La mort brutale rend bien difficile la parole parce qu’elle nous choque et souvent nous sidère . Nous avons alors beaucoup de difficultés à comprendre et à réaliser ce qui s’est passé.
Dans le cas du suicide, l’idée que le défunt ait choisi d’en finir avec la vie confronte à des sentiments multiples et à bien des questions. Il en est de même chez les plus jeunes, avec la difficulté supplémentaire que ces derniers n’ont souvent jamais pensé qu’il était possible de se donner la mort. Il s’agit alors pour eux de se familiariseravec la notion du suicide? autant que d’intégrer que leur grand-père ait eu recours à ce geste.
Il n’est d’ailleurs pas forcément nécessaire de tout expliquer d’emblée à vos enfants. Vous pouvez annoncer le décès et attendre leurs questions relatives au « comment ? » ou au « pourquoi ?». Quand elles viennent, répondre avec des mots simples et justes, qui vous semblent correspondre à leur âge et leur niveau habituel de compréhension.

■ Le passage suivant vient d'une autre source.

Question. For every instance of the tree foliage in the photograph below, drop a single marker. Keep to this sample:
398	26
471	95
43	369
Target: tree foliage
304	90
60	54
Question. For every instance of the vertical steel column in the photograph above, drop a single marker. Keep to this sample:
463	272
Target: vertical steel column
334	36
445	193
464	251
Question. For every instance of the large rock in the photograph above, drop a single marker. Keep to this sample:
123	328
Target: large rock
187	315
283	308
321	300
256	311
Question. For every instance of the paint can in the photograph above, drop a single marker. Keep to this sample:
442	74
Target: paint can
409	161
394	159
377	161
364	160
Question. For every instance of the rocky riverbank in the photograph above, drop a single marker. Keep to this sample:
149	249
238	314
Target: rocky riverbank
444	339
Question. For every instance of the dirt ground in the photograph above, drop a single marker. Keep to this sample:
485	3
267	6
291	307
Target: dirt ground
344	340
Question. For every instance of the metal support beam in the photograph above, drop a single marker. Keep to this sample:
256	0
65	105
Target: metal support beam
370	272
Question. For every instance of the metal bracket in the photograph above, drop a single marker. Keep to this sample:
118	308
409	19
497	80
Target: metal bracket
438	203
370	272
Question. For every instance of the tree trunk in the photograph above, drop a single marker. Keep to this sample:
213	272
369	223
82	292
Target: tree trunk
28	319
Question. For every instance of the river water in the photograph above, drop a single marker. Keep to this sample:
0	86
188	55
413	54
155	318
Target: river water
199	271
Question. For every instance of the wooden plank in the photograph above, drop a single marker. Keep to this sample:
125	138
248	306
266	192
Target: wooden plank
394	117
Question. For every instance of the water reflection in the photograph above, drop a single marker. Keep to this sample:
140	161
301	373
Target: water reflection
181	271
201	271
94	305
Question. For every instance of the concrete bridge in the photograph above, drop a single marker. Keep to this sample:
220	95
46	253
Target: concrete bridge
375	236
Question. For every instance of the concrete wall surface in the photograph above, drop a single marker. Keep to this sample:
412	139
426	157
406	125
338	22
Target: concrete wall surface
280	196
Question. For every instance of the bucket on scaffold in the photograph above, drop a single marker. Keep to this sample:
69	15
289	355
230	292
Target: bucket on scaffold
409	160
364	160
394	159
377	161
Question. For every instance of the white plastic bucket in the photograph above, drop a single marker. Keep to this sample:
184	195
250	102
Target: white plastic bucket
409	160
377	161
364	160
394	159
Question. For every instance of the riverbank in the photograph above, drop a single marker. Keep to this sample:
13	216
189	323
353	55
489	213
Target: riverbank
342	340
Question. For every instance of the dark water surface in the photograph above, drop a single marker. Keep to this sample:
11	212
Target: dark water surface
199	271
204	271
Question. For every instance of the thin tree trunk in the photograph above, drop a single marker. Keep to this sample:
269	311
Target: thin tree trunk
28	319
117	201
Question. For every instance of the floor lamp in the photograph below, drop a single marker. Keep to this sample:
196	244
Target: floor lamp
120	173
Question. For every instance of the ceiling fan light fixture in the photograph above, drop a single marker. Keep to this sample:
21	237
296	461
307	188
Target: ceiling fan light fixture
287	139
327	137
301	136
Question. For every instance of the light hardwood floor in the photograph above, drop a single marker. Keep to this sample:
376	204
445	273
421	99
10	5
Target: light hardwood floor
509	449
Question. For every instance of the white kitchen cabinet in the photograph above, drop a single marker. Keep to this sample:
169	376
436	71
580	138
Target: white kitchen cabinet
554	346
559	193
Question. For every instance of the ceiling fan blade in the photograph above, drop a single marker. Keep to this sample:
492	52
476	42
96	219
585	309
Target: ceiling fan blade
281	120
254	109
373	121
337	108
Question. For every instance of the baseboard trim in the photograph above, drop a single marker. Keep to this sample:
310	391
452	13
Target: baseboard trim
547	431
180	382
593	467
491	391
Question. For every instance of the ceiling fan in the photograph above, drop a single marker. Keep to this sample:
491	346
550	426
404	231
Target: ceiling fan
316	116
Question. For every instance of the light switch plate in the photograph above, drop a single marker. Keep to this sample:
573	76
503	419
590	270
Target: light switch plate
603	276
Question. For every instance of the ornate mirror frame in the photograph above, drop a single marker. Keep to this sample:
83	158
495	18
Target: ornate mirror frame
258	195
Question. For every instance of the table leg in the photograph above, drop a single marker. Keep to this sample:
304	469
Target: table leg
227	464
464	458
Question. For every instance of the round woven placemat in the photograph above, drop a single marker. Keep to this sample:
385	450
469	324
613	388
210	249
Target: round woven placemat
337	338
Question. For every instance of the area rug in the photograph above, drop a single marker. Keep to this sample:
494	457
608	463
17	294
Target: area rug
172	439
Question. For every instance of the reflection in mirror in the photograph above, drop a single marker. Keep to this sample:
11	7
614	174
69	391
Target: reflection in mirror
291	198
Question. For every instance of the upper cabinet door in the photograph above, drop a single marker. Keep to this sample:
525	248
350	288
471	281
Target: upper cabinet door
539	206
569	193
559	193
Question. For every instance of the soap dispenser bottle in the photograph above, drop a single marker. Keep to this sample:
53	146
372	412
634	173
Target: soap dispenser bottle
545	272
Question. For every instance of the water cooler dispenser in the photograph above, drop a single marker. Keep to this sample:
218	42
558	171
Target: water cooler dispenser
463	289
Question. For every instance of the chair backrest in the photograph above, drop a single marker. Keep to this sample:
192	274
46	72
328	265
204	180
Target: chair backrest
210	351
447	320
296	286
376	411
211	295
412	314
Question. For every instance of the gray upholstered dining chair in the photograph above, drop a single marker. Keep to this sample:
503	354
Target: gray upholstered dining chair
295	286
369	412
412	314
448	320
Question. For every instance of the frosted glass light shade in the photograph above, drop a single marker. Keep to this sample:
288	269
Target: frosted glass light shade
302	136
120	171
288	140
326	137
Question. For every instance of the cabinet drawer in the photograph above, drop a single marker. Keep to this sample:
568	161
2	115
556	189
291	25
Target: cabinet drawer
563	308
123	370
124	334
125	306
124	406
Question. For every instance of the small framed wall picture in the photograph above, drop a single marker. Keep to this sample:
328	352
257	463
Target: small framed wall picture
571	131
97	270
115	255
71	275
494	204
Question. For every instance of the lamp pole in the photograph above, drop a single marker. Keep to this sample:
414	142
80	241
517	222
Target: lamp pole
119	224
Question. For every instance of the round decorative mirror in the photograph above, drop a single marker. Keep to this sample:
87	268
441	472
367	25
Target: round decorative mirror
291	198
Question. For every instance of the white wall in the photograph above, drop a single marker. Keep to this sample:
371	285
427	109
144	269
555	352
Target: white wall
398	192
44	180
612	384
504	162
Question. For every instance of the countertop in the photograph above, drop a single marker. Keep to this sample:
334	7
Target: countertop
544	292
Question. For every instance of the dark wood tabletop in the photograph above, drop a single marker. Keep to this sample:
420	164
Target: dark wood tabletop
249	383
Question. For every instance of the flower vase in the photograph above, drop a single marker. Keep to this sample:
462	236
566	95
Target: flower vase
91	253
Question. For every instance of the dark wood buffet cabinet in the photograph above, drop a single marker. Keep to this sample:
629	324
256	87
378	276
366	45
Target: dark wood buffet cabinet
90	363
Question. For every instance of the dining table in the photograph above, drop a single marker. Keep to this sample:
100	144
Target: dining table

Parfois, les adultes ont l'intention de protèger leurs enfants en utilisant des images pour « adoucir » la réalité, ce qui peut avoir un effet contraire et les inquiéter. Dire par exemple que votre père s'est endormi, dort pour toujours, peut entraîner des inquiétudes ou des difficultés quand l’enfant va lui-même se coucher. Affirmer que son grand-père vit dans les nuages, qu’il le regarde de là-haut peut engendrer de la confusion.
Chez les tout petits, se servir d’un livre qui aborde la question de la mort peut être très aidant.
Vous pouvez consulter la bibliographie sélective sur la maladie grave, la mort et le deuil pour les 3 à 16 ans.
Si vous annoncez la mort et ses circonstances en plusieurs étapes, gardez à l’esprit, malgré la difficulté que cela représente, comme il est important de dire que c’est un suicide afin de ne pas en faire un sujet tabou. Ne rien dire peut logiquement laisser penser que l’on peut mourir sans raison, du jour au lendemain, ce qui peut être angoissant pour certains enfants. Vous pouvez aussi partager vos croyances si vous en avez et qu’elles font partie de l’éducation que vous apportez à vos enfants.
Vous pouvez tout à fait mettre des mots sur votre difficulté à en parler, dire comment vous vous sentez : triste, en colère, abattu(e), etc. Vous pouvez même évoquer votre difficulté à y croire ou à comprendre ce qui vient de se produire. Les mots que vous utiliserez pour expliquer comment vous vous sentez aideront beaucoup vos enfants à avoir des repères quant à leurs propres sentiments et difficultés. Cela les aidera à vous comprendre.